Proof of the pudding? In Which numbers are the right numbers, a post about the retirement of Representative Kory Kath, Tony Petrangelo ( formerly of Minn-Donkey "Analysis You Just Can't Get Anywhere") writes:
What you can see when looking at those numbers is that the only time Democrats do well in the district is when that Democrat is named Kory Kath.
Left out of Petrangelo's equation? Tim Walz's wins in 2008 and 2010 in House District 26A. And something else.
But Petranglelo has a formula that transcends the facts, and that formula allows him to write "the only time Democrats do well in the district is when that Democrat is named Kory Kath."
After all, being able to make analysis with confidence is far more important:
This means that its [sic] hard to know if a district is voting the way it is because of its partisan lean, or because of candidate quality. Or even both. And because the quality of candidates will be different in every legislative race in the state, you can’t compare those districts to one another based on past legislator performance, because you don’t know if the votes were for the candidate or the party.
To be clear, you still have these issues with candidate quality in statewide and nationwide races, but the difference is that every person in the state is given the chance to vote on those candidate options.
That means that to the degree candidate quality is skewing the numbers, that skew should effect all districts about equally. This is why Cook PVI uses Presidential numbers to measure the partisan nature of congressional seats instead of the results of the actual congressional elections.
In a partisan metric such as PVI, you want to control for candidate quality as a variable and using numbers from the legislative races themselves doesn’t do this, instead, it amplifies the problem.

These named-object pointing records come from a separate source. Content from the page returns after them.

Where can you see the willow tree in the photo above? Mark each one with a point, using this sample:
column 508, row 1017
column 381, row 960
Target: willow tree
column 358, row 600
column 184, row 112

To answer NorthernMNer’s question then, you want to use numbers from races that everyone in the state had a chance to vote on.
Even under this formula, Petroangelo isn't looking at a 2006 statewide race in which a DFL candidate trounced her Republican opponent in the counties that make up the district. The last time Bluestem checked, Amy Klobuchar wasn't named Kory Kath.
So Walz and Klobuchar are winning Democrats in Kath's district who aren't named Kath, but because Petroangelo is so enamored of his formula, and Walz's election isn't part of his cherished metric, he'll not even use Walz's name, going so far as to claim no other Democrat wins in the district. Not even Klobuchar, who ran a statewide race.
That's awesome writing and analysis. Without smart urban guys like this, rural Minnesotans would be totally lost and never able to elect Democrats.
Photo: Tony Petrangelo, so much more brillant than you.
Amy Klobuchar is a great example of why statewide numbers are better.
She won the district, but by a smaller margin than statewide. You can't make these types of comparison's with local numbers.
Thanks for reading!
Posted by: Tony Petrangelo | May 22, 2012 at 11:30 AM
Tony: I guess Tim Walz must have run a statewide race, too. Or not.